Consecrated Communion

“Whenever we receive Communion, we enter into communion with the Holy Trinity. Did anybody ever tell you that? With each reception of Holy Communion, we experience, already here on earth, the same divine activity that we will one day experience in all its fullness in heaven—the divine activity of love eternally taking place within the Trinity . . . God wants to live his triune life in us. We are called to be dwelling places for the Holy Trinity and to enter into a personal relationship with each of the persons in God.”
— Vinney Flynn, p. 27-8
AN EXCERPT FROM, 7 Secrets of the Eucharist

I bow at the rail, , my knees bend and rest on the old cushions that has supported the knees of thousands of saint and worshippers.
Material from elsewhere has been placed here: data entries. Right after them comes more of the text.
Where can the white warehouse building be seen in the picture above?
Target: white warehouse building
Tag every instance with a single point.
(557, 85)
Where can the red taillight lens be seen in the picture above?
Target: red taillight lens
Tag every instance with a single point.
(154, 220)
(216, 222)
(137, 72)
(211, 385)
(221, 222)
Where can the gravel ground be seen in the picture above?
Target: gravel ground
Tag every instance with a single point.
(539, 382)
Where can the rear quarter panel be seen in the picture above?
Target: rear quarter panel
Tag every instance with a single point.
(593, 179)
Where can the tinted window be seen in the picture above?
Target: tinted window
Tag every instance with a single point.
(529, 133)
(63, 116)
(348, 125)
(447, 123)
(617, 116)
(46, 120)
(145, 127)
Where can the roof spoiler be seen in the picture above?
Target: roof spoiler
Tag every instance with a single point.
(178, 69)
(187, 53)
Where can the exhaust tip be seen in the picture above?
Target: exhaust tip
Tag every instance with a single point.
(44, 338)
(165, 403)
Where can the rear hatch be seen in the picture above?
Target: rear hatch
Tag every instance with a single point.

I clasp my hands together with my thumbs making the sign of the cross. I hold my head up as the celebrant comes my way.  I open my mouth wide, for I do not even dare touch the sacred bread. The celebrant puts the bread in my mouth. It is bread, but it is also more. It is a mystery. Father, Son, and Spirit are there.

In joy, I chew the bread. It is a gift I do not deserve. I am aware one of the celebrants thinks I should not be there. He judges me. I feel sorry for him. He thinks I should come to him and apologize. He has let a dark spirit move him and there is little I can do but pray for him.  He eyes me with a”how dare you” look. He believes he can read people, know their hearts. I trust the Scripture, “Search me, O God, and know my heart; test me and know my thoughts.” (Ps. 139:23 NRS)  Thus I gladly take communion.
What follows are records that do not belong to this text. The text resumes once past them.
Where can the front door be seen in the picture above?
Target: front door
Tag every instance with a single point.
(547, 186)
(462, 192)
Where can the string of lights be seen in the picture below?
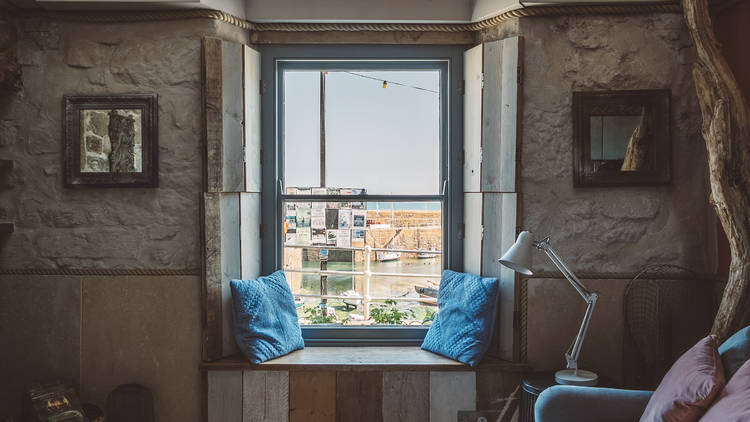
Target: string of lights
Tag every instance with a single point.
(386, 82)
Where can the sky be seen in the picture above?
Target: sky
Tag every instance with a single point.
(386, 140)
Now, another celebrant is bring a large goblet toward me. This is the cup of the new covenant,  If ever “wine was the gift of God that gladdens the hearts of men,” this wine is pure joy. It is the cup of the new covenant. The celebrant offers me the cup. I take hold of the goblet on the side and help the celebrant tip the cup so I might receive a simple taste of all of what the wine means. Joy and consolation fill me soul. I stand and return to the place I was sitting in this marvelous old structure made for such services as this.
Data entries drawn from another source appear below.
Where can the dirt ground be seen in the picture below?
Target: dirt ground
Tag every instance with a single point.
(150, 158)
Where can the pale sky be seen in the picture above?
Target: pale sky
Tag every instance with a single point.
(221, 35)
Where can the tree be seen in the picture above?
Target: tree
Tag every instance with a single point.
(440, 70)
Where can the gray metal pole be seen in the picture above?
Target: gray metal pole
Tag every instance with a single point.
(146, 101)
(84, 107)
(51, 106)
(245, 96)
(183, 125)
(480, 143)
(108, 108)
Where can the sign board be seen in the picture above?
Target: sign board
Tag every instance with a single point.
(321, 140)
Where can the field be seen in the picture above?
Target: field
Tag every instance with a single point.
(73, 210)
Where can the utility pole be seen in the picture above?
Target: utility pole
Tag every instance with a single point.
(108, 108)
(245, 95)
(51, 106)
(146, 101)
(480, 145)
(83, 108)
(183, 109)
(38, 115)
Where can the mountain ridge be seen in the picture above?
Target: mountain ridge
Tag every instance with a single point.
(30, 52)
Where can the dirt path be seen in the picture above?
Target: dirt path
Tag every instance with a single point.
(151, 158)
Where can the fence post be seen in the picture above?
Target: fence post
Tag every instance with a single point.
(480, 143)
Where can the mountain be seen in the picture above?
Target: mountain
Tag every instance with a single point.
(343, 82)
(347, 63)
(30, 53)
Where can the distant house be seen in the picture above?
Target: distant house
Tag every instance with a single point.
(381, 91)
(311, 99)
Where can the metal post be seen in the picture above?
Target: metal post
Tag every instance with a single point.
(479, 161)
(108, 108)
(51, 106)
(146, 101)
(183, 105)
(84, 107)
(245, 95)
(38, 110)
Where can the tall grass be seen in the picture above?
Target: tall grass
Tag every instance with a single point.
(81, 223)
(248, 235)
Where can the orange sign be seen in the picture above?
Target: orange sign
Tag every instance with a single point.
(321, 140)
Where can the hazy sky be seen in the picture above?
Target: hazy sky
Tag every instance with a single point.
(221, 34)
We end the Mass with a word of unified prayer and a few other words from one of the celebrants. I get up to leave knowing I have been in the presence of the Holy One, the divine Trinity, Father, Son, and Spirit. I am leaving with a sense of joy which they have given me. My current struggle in this world is currently difficult, but each holy day, each time the mass is said, each Sunday, I can receive from God this gift. What greater joy can there be in this life.